The U.S. District Court ruled today in favor of merchants in a challenge to debit card interchange rules set by the Board of Governors of the Federal Reserve System.

The decision blasts the board for not following the law as passed by Congress, saying that it failed to set fees that are “reasonable and proportional to the cost incurred by the issuer with respect to the transaction,” and failed to provide merchants with multiple unaffiliated networks for each debit card transaction.

These failures inflated the debit card transaction fees imposed on merchants by billion of dollars, the summary judgment says.

The merchants who brought the challenge include NACS (formerly the National Association of Convenience Stores), the National Retail Federation, the Food Marketing Institute, Miller Oil Co., Boscov’s Department Store and the National Restaurant Association.

‘This fundamentally means that we won on all counts,” NACS says on its website.

The Durbin Amendment to the Dodd-Frank Wall Street Reform and Consumer Protection Act, passed in July 2010, required the Federal Reserve board to determine debit card fees that reflect the actual cost incurred with respect to an individual transaction. The board was asked to determine costs incurred in the authorization, clearance or settlement of a particular electronic debit transaction.

Congress also asked the board to determine other costs not specific to a particular electronic debit transaction.

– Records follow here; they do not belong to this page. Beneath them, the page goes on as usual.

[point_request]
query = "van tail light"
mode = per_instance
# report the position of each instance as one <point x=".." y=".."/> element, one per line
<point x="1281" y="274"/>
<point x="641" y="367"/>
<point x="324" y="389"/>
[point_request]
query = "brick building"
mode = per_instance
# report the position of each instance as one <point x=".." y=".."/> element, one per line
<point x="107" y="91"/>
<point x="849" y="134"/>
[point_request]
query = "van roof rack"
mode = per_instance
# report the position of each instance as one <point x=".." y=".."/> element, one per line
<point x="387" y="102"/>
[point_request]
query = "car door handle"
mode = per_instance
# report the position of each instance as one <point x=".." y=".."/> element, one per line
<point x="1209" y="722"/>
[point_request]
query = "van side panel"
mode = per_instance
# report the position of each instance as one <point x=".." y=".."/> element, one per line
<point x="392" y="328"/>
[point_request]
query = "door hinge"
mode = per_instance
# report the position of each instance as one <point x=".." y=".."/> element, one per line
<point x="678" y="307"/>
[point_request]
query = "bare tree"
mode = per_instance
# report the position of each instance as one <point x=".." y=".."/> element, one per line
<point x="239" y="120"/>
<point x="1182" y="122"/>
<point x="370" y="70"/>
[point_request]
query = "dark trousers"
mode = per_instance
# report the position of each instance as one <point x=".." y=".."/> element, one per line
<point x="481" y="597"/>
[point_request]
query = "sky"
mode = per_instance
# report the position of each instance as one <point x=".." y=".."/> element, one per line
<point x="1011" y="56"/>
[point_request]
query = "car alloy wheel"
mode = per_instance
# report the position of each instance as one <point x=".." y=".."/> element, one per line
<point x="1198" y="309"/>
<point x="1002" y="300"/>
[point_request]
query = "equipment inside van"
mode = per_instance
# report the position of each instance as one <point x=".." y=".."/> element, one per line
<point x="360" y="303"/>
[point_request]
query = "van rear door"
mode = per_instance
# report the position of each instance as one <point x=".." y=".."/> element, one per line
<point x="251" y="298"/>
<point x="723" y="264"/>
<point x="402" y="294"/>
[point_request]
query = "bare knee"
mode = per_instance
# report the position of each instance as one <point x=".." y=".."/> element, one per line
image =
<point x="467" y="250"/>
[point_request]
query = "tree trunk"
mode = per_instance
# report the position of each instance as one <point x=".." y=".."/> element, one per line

These costs were to be excluded from the interchange or “swipe” fees card issuers would be allowed to charge merchants.

After these costs were determined, the board could later factor in or adjust the fee to allow for other costs, such as those for fraud-prevention. Instead, the board took it upon itself to add those and other expenses into the actual cost.

The ruling says that it the board’s final rule “not only fails to carry out Congress’s intention; it effectively countermands it!”

The judgment says that the board “not only ignored terms such as ‘distinguish between,’ ‘other,’ ‘specific,’ ‘particular,’ ‘incremental,’ and ‘authorization, clearance, or settlement’—which provide clear guidance, but also shoehorned a whole array of excluded costs into the interchange fee standard.”

Congress also asked the Federal Reserve board to regulate network fees by preventing exclusivity arrangements between dominant card networks and issuers.

It did not and defended its inaction by saying that the law did not state that merchants must have routing choices for each transaction. Those types of arrangements resulted in $4.1 billion in network fees in 2009, due in large part to the lack of competition, the ruling says.

“Congress intended to put an end to exclusivity arrangements and increase merchants’ choice among debit processing networks, not restrict that choice or even preserve the status quo,” the judgment says.

Comments in the ruling seem to suggest that the board may have taken sides on the matter. The judgment says that the board defended its non-exclusivity regulation by pointing out that it is not “the most aggressively pro-merchant position” that it could have taken.

“The board obviously misses the point!” the judgment says. “It is not about whether the rule favors merchants or issuers; rather, it is about whether the rule implements Congress’s will.”

The regulations imposed by The Durbin Amendment apply only to issuers with assets exceeding $10 billion.